A Hollywood ending in yesterday's team finals in men's gymnastics, and a racist beginning for Spain's basketball team. 

Talk about a Hollywood ending in yesterday's team finals in men's gymnastics at the Beijing Olympics. You had a Chinese team avenging with extreme prejudice the drubbing it had received in the 2004 Athens Games. You had a Japanese team that faltered horrifically, only to pull the silver from the jaws of defeat. And you had an American team that, with the loss of two star gymnasts to injuries, was counted out of medal contention by many observers, only to snag the bronze. (Here's the video of the finals, and here are some pics.)

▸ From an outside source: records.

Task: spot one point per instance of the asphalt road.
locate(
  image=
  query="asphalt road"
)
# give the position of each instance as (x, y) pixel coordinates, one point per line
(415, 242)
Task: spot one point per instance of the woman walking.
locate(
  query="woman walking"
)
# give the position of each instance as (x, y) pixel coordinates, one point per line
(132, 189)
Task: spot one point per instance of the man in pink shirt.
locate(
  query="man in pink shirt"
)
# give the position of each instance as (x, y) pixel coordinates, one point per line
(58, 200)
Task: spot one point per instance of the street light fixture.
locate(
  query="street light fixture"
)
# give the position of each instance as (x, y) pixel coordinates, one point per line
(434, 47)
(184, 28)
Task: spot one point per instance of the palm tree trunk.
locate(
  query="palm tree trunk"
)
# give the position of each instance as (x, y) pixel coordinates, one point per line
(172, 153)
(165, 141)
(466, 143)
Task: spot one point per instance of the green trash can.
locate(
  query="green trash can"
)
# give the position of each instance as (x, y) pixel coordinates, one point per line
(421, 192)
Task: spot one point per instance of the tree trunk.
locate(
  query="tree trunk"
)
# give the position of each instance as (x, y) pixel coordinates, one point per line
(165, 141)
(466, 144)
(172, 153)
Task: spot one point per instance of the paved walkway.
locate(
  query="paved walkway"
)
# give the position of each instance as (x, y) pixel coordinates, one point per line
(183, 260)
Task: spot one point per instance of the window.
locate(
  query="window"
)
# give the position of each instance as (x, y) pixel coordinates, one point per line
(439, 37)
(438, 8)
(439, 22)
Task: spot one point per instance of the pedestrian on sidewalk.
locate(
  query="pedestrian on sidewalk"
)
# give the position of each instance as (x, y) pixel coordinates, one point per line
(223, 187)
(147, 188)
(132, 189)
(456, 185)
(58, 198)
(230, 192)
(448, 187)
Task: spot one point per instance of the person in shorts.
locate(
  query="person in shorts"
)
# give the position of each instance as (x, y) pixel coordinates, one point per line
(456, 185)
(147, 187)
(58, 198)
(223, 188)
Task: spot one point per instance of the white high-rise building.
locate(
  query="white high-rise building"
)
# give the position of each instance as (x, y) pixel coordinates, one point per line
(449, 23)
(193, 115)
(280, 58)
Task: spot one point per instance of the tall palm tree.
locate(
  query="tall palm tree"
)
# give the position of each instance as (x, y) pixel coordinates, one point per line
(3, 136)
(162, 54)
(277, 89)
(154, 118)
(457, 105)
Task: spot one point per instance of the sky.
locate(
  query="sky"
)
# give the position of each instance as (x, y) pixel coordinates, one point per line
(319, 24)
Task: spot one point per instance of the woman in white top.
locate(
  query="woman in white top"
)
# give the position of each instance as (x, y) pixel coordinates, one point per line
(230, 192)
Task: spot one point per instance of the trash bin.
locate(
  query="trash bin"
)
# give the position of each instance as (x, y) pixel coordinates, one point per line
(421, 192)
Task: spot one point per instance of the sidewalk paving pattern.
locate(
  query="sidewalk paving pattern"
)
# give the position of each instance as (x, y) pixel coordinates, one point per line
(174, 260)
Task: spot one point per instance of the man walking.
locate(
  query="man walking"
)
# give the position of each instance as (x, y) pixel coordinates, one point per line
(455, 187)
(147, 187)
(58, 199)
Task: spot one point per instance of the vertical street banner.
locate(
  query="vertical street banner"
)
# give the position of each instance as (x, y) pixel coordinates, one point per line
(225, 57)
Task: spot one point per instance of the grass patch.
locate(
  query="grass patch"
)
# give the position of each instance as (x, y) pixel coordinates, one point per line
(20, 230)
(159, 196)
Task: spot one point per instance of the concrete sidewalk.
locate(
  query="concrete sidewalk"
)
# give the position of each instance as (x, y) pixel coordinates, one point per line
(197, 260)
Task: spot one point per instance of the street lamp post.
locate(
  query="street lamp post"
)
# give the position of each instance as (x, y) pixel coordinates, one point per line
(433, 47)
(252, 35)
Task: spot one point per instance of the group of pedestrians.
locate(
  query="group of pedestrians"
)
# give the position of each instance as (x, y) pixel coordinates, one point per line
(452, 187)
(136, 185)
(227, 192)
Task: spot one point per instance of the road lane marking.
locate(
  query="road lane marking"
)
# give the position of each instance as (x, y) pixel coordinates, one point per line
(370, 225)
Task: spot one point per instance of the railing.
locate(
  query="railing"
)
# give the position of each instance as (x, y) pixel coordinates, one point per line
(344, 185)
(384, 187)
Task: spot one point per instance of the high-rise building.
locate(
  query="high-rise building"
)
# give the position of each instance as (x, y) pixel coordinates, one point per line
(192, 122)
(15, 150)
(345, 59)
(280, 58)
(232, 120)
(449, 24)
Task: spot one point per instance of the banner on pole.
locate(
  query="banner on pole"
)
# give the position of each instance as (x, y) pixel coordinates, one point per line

This U.S. team truly showed America as its best: diverse, full of spirit and camaraderie, underdogs dreaming big. Kevin Tan, the son of Chinese-born immigrants, now representing America at Beijing. Joe Hagerty, whose father Mike was watching from the stands at Beijing in halo, still recovering from a serious car accident. Raj Bhavsar, an alternate in 2004 and again this Olympics, only to step in after Paul Hamm's injury to become one of the team's most consistent performers.

And Alexander Artemev, the son of an Russian gold medalist, who was originally selected as an alternate because he was thought to be too erratic to depend on. Artemev had a chance to redeem himself with the team's very last performance of the day, and he did so with a jaw-dropping turn on the pommel house, successfully fending off a last-minute challenge from Germany for the bronze.

If this American team has embodied the spirit of the Games, Spain's basketball team has shown its opposite. In this full-page, pre-Olympics ad in the country's largest newspaper, the men's team is shown making slit-eyed gestures on a basketball court emblazoned with a Chinese dragon.